How do you write an equation of the line that passes through (–3, –5) and (3, 0)?

2 Answers
Jul 6, 2017

The equation of the line is:

#y = 5/6x-15/6#

Explanation:

The equation of the line will be in the form:

#y = mx+c#

where #m# is the slope (gradient) and #c# is the y-intercept.

To find the slope, we use:

#m=(y_2-y_1)/(x_2-x_1)#

It doesn't matter which point we decide is #(x_1,y_1)# and which we choose as #(x_2,y_2#, since the formula will work either way.

#m=(0-(-5))/(3-(-3))=5/6#

Now we can use the slope and the coordinates of one point - either will do - to find the y-intercept:

#y = mx+c#

#0 = 5/6(3)+c=15/6+c#

Rearranging:

#c=0-15/6=-15/6#

Over all, then, the equation of the line is:

#y = 5/6x-15/6#

Jul 6, 2017

The line is #y=5/6x-5/2.#

Explanation:

The general equation of a line is given by
$$y=mx+q$$
so we need to substitute our two points and solve the two equations that we will obtain.

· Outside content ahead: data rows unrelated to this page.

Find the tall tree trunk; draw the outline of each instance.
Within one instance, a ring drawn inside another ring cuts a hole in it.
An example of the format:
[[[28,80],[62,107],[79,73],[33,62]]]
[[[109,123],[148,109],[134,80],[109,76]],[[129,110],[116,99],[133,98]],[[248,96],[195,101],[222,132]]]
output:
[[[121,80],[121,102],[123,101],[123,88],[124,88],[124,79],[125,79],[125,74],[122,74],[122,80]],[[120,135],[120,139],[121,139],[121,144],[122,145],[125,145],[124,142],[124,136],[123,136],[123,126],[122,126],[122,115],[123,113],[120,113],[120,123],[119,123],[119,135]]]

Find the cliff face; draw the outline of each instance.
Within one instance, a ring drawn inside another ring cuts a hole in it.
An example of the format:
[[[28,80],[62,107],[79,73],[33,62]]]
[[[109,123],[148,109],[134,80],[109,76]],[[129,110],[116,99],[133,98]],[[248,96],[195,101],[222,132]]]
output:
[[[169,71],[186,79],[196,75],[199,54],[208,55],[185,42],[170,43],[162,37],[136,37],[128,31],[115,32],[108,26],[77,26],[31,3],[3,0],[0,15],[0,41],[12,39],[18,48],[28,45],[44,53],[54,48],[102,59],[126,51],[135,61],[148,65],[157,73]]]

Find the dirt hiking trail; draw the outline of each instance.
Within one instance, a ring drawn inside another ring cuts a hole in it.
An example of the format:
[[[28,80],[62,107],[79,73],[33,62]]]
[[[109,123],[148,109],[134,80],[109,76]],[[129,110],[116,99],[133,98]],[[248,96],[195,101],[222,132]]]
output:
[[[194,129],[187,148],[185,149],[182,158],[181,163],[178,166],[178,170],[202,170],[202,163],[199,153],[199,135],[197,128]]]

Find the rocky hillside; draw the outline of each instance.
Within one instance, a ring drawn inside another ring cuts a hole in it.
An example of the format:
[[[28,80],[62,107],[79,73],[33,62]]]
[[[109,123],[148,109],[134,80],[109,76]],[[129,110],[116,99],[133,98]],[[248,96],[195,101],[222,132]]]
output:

First equation: the point is #(-3,-5)# it means that we have to substitute #x=-3# and #y=-5# obtaining
$$-5=-3m+q.$$
Second equation: the point is #(3,0)# it means that we have to substitute #x=3# and #y=0# obtaining
$$0=3m+q.$$

From the second equation we have
$$q=-3m$$
that we can substitute in the first equation obtaining
$$-5=-3m-3m$$
$$-5=-6m$$
$$5=6m$$
$$m=5/6$$
and, consequently
$$q=-3m=-3\times5/6=-5/2.$$
So the equation of the line is
$$y=5/6x-5/2.$$

To be sure that the line is correct we can substitute the two points and see that we obtain the identities. First point #(-3,-5)#

$$-5=-3\times5/6-5/2$$
$$-5=-5/2-5/2$$
$$-5=-5.$$

Second point #(3,0)#

$$0=3\times 5/6-5/2$$
$$0=5/2-5/2$$
$$0=0.$$